I would have packed less if I knew I was going to die.
Travel-worn, I waited for my ride, carry-on and small, battered suitcase at my feet. The atmosphere was chaotic, the air stifling. Marrakech airport is not the kind of place you loiter for long. Not unlike an ant hill, if you aren’t scurrying about, you either need assistance or you’re dead. You either haul ass or someone is going to do it for you. Familiar with the drill, I gamely accepted being harassed by an endless parade of locals, all of them anxious to do something for me—anything at all—for a hastily negotiated, wildly inflated price.
After failing to see my name—or anything vaguely resembling it—on any of the placards being waved in the air by a throng of waiting chauffeurs-for-hire, I settled on a reasonable wait time. Forty minutes seemed just right. It was long enough to give the driver I’d arranged for a chance to show up if he’d been unexpectedly delayed, but short enough for me to maintain a semblance of patience.
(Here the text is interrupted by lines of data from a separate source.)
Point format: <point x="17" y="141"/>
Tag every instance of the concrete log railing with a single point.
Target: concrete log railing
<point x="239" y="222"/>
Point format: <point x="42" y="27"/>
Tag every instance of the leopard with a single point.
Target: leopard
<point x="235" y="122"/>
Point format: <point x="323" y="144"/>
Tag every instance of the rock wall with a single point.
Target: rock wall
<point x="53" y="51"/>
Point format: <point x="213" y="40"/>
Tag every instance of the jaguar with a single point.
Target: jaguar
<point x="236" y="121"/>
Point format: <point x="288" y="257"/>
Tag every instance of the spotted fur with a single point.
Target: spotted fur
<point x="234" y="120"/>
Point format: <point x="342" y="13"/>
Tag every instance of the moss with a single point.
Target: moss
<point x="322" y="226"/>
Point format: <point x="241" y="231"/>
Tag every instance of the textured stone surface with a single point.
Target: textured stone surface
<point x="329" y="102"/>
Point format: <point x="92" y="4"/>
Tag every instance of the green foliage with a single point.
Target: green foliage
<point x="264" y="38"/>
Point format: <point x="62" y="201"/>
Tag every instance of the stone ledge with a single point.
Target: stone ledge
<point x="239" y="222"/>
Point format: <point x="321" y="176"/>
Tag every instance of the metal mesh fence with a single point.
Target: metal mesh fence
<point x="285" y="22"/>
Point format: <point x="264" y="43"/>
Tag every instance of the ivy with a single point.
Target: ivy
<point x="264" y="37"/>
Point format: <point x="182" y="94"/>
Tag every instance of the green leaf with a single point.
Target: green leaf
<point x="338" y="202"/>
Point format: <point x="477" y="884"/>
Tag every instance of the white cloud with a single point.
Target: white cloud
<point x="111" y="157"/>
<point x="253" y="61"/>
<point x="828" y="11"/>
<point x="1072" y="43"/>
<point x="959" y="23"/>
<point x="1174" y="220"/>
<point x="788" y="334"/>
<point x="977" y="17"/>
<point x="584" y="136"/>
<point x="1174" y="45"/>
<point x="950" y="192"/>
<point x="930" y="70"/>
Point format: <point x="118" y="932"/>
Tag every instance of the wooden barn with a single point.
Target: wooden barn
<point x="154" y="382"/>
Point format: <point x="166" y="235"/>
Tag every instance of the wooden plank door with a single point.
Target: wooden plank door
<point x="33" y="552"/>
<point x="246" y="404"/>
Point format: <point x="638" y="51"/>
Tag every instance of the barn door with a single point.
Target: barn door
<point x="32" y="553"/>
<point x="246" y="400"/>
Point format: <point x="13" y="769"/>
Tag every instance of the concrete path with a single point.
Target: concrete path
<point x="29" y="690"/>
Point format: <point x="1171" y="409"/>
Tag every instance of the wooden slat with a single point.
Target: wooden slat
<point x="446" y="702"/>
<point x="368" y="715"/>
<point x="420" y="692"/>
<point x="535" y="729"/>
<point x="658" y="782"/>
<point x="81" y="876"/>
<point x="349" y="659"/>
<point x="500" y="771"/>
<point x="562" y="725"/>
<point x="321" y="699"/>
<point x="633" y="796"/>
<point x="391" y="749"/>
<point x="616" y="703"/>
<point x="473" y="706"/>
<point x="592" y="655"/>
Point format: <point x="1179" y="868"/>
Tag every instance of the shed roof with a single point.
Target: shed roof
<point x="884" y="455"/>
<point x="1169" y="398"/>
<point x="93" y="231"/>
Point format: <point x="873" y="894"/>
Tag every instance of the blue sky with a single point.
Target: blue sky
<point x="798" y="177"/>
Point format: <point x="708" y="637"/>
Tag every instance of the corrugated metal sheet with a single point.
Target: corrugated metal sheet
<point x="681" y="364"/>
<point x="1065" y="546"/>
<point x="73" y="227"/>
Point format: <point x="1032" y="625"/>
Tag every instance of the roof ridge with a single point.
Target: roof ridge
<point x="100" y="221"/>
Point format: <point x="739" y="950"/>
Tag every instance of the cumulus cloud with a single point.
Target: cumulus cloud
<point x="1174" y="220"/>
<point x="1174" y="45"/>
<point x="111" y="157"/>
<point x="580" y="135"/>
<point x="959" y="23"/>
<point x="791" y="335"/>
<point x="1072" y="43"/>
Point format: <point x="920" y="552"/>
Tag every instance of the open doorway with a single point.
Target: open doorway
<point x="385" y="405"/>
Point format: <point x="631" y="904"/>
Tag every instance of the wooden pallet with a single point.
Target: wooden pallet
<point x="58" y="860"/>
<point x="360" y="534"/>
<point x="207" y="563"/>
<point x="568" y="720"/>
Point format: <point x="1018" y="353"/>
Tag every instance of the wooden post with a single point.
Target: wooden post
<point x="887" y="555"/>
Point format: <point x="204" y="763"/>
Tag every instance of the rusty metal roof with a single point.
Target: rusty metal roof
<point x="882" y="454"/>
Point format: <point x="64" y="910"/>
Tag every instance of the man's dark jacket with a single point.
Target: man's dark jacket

If he never showed, half an hour was a bit on the chintzy side, whereas three-quarters of an hour was playing the fool.
At minute forty-one I gave up. No one was coming to meet me. I grabbed my luggage and headed for the exit.
“I can help with your hotel.” The voice belonged to a pleasant-looking young man, Arabic. At first he’d tried French, but quickly converted to near-flawless English when he saw the dumb look on my face. He was wearing a typical costume for Moroccan men: lightweight white djellaba, with a matching pillbox-style hat (I’m guessing he wouldn’t have appreciated the description) and a pair of well-worn black leather babouche slippers.
I pulled out a slip of paper on which I’d written the name and address of my riad and handed it to him.
“Yes,” he said with a confident nod, at the same time reaching down for my suitcase. “Riad Hadika Maria. Derb Zemrane Hart Soura. I know it. Come with me.” He carried the bag instead of using the rollers.
It happened that easily. Nothing about the man—a boy really—hinted that something wasn’t quite right.
The things I love most about visiting new places—the mystery, the unfamiliarity—are the very same things that can make it exceedingly dangerous. Everything you trust about the world is suddenly in question. How was I to know I wasn’t being taken to my hotel? How was I to know that, instead, I was simply being taken?